The moral of the story here, be patient, then when things are right, be impatient. I was impatient before things were right. Also, when you realize you have made a mistake, get out immediately. You can always get back in. Once you are flat you can re group and determine what to do next. Holding on hoping that a mistake will pay off is not a good strategy in my opinion.

Here is the Dollar Index, which I had been mentioning I was looking for a decline in. You can see it is moving down slowly. I have not shorted this market yet. What I am looking for now is a high test of some type to give me a pattern to quantify risk and move ahead. This is moving inversely to stocks, so the stock market will determine the fate of this trade, as well as just about everything else.

Have a nice weekend


Anonymous said...

DXY needs a shake down and often the shake downs are brutal. Look back in 2008 after the intial move up.
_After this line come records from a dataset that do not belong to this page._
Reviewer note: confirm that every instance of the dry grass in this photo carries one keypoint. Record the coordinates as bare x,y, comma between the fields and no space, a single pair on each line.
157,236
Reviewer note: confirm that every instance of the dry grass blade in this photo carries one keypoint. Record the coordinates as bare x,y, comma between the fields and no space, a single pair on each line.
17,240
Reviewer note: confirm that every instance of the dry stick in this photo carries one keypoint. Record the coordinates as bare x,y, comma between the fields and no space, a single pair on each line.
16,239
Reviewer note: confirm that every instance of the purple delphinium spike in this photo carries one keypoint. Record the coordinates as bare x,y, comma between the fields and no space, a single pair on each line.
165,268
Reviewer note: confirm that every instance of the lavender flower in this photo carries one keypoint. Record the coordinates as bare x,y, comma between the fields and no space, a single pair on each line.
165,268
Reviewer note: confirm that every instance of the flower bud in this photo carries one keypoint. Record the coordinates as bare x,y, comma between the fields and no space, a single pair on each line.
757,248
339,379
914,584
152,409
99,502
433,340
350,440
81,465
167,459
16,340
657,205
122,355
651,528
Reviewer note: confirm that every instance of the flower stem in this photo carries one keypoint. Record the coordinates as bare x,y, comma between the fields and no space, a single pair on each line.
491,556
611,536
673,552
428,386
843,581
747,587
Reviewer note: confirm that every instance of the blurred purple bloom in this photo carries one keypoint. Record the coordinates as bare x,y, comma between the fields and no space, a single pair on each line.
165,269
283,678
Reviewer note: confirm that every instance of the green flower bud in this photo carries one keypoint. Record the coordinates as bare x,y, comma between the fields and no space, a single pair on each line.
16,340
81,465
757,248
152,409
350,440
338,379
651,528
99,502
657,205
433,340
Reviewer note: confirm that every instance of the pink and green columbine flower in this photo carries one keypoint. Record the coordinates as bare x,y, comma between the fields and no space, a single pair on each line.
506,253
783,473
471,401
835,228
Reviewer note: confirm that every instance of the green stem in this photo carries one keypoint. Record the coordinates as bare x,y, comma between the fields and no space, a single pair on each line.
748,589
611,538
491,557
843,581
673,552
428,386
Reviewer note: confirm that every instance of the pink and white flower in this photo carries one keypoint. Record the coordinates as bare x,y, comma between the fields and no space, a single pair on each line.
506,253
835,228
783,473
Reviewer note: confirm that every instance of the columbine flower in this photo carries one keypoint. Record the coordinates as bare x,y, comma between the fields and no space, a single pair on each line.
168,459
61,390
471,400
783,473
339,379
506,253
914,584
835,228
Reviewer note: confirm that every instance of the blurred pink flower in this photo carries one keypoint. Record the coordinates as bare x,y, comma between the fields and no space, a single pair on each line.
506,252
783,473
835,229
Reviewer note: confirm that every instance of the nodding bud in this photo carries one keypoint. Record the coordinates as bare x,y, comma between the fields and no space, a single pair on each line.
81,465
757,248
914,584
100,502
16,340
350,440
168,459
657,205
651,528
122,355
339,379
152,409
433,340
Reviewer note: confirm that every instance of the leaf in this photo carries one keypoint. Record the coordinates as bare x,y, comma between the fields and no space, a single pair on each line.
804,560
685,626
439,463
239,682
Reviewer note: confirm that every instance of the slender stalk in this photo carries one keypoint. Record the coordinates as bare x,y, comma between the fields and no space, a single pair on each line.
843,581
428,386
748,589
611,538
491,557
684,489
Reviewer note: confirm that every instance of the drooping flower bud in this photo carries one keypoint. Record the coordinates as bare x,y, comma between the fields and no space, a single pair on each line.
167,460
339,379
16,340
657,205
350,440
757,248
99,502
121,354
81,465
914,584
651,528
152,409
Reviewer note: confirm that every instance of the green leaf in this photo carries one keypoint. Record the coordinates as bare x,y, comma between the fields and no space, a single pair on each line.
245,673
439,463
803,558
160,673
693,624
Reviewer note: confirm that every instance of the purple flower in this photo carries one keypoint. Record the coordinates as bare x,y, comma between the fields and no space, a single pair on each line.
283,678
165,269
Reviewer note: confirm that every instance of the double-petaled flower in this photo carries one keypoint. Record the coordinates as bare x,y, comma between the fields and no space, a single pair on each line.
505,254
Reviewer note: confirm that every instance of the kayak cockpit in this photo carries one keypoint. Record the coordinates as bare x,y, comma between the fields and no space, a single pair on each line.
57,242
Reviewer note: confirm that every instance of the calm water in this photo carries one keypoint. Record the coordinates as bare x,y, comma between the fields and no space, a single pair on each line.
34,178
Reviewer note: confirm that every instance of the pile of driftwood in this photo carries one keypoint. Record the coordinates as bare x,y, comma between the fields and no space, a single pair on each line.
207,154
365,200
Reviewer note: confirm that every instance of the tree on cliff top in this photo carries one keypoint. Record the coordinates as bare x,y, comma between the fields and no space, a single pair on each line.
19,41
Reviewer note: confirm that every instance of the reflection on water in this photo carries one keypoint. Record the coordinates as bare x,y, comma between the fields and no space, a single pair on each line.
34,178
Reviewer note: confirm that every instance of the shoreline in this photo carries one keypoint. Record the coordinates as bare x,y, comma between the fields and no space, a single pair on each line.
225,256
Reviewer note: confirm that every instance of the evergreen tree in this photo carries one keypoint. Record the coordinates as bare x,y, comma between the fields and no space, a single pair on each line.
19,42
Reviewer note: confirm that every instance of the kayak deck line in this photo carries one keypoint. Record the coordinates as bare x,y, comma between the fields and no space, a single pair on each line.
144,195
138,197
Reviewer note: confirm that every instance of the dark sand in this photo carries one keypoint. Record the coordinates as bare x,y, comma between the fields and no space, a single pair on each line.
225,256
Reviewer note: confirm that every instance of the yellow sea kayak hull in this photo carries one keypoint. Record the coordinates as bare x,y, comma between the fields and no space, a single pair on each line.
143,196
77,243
The dollar gave up a good portion of the intial up move and the stock market fell apart propelling the dollar up on margin unwinds. So you are absolutely correct that it is running strictly on stock performance.

2011 dollar vs. SPY


2008 dollar shake down followed by dollar mooonshot in stock panic:


Chris Johnston said...

To me it is obvious stocks move first then the dollar follows, I have seen it time and time again on intra day charts. The dollar is not leading stocks, it is reacting to them. I don't know why some very smart people don't see this, so many are claiming the opposite is happening.